DeFi offers many benefits over traditional financial institutions including:

1. Transparency

DeFi protocols are built on top of public blockchains which means all of their transactions are publicly visible. Because of this, borrowers and lenders can audit protocols and verify key metrics and their financial health at any time. This is in stark contrast to centralized platforms where lenders and borrowers of the platform may not have insight into its financial health, counterparty risk, or other key metrics. Unlike many centralized lending platforms, many of today’s most popular DeFi protocols survived the tumultuous period of 2022 as their code wouldn’t allow excessive risk.

2. Permissionless

DeFi protocols are permissionless meaning anyone can use them. This is key to the ethos of crypto in that a more open, fair, and inclusive financial system can be created and by doing so, value will flow to the users rather than traditional financial institutions. Today, DeFi lending protocols allow users to borrow with no defined loan terms, no hidden fees, and no cumbersome onboarding process. You can repay your loan or move your assets quickly and without asking for permission.

3. Lower Operational Costs

DeFi protocols operate through smart contracts which are self-executing agreements that enforce the logic in their code. This means that essentially all functions are automated which can significantly reduce the operational costs — allowing protocols to pass on cost savings to their users.

4. Non-Custodial

When borrowing from many DeFi protocols, crypto used as collateral is stored in non-custodial smart contracts. That means borrowers do not have to trust another person or company to hold their assets — they just need to trust the code, which is public and generally can’t be changed. In fact, many DeFi protocols undergo public audits of their code to verify their security and that the code does what it’s supposed to.
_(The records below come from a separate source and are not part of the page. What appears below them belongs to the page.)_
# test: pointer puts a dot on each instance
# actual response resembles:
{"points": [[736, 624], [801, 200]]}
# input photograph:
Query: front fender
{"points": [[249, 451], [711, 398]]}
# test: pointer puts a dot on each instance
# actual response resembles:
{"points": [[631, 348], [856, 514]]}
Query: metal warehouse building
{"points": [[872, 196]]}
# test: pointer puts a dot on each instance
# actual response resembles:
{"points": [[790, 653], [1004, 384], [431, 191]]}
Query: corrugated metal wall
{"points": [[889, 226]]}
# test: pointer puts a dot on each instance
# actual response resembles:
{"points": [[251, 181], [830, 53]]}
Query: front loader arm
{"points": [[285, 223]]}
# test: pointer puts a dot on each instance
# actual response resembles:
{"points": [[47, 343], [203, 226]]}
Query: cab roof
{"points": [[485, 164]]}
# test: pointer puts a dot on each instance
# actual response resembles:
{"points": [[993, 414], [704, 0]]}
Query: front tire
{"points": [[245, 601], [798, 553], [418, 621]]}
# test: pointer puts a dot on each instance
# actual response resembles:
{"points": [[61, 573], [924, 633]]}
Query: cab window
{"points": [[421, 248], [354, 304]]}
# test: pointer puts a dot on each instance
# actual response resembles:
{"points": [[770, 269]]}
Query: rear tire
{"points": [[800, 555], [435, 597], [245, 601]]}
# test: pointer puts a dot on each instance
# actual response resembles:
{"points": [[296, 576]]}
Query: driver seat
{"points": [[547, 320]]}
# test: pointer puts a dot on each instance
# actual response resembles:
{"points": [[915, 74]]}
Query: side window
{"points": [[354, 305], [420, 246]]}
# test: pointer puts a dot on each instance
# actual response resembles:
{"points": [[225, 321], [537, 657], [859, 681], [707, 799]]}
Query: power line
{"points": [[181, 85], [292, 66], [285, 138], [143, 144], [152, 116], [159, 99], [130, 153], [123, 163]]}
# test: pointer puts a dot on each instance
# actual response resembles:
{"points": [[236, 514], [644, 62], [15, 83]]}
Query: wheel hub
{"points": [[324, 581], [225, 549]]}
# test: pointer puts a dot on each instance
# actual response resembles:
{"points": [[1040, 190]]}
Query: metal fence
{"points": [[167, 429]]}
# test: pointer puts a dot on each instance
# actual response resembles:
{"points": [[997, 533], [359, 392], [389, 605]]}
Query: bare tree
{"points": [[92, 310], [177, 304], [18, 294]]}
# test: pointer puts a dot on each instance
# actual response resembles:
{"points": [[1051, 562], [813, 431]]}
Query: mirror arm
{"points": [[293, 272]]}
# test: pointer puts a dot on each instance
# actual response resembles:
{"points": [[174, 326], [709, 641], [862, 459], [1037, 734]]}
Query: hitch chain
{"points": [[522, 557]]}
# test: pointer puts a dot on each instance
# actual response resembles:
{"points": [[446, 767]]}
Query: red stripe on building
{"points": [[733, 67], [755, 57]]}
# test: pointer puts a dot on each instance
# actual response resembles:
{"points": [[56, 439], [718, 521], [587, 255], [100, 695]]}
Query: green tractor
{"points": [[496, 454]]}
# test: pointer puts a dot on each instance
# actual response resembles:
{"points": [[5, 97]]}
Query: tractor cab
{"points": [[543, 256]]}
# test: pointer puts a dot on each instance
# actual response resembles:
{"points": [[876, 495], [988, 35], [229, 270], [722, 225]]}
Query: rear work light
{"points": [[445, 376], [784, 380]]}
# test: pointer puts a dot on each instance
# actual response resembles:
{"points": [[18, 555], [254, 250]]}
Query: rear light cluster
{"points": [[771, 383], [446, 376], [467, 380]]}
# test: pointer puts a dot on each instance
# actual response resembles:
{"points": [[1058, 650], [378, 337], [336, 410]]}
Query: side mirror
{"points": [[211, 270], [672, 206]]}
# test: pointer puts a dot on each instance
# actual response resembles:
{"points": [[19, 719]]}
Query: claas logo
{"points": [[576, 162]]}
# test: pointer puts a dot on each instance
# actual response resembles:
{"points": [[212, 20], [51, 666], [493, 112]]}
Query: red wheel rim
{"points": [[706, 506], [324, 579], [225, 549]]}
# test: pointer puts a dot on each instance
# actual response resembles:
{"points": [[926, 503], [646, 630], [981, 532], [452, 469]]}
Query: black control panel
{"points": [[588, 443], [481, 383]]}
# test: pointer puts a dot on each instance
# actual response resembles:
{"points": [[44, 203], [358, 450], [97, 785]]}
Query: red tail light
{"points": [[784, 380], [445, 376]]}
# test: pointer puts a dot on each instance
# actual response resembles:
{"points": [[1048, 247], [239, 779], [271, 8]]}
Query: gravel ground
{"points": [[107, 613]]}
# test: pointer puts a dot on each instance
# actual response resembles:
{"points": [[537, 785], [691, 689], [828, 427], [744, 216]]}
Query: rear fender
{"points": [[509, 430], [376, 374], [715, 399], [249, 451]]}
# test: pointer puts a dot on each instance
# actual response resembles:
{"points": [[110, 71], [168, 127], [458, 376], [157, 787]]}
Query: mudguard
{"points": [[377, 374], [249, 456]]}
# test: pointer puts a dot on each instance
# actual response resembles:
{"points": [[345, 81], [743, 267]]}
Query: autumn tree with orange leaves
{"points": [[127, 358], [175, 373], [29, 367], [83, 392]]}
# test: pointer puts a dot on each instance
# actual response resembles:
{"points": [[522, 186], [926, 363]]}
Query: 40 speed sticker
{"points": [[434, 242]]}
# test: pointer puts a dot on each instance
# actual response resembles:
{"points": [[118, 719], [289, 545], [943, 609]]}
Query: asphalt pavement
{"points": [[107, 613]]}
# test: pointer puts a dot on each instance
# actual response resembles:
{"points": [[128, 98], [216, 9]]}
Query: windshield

While DeFi has many strong advantages over traditional finance, it's important to understand the risks when it comes to borrowing:

1. Smart-Contract Risk

Since DeFi protocols operate strictly based on their software code, any bug, flaw in the code, or malicious design, can lead to the protocols not working as designed, or malicious actors stealing funds held inside the smart contracts. While many DeFi protocols undergo extensive auditing to reduce the likelihood of a software bug or potential exploit, there is no guaranteed method to fully eliminate this risk. Users should research DeFi protocols that they intend to use so they can better understand the risks.

2. Price Volatility

Crypto assets can be volatile — increasing the possibility that collateral used for a loan is liquidated. Additionally, DeFi protocols generally use third-party price oracles to determine asset prices. The oracle(s) used and the method for determining price can impact the collateral value at any given time.

3. Lending Model & Interest Rate Risk

The models used for lending and determining interest rates vary based on the DeFi protocols. For instance, some allow for interest rates to spike when there is significant demand to borrow which could cause the borrower’s interest expense to unexpectedly increase. Prospective borrowers should research DeFi protocols lending and interest rate models to understand how they work and what the risks are before borrowing.

Simply put, DeFi is an incredible innovation that has the power to transform all of our financial lives. While there are many benefits, it’s important to understand the risks before interacting with DeFi. While some risks have been covered on this page, there may be additional and prospective users of DeFi protocols should conduct their own research. Our mission is to help consumers access DeFi in a secure and simple manner, and get the most value from their crypto assets.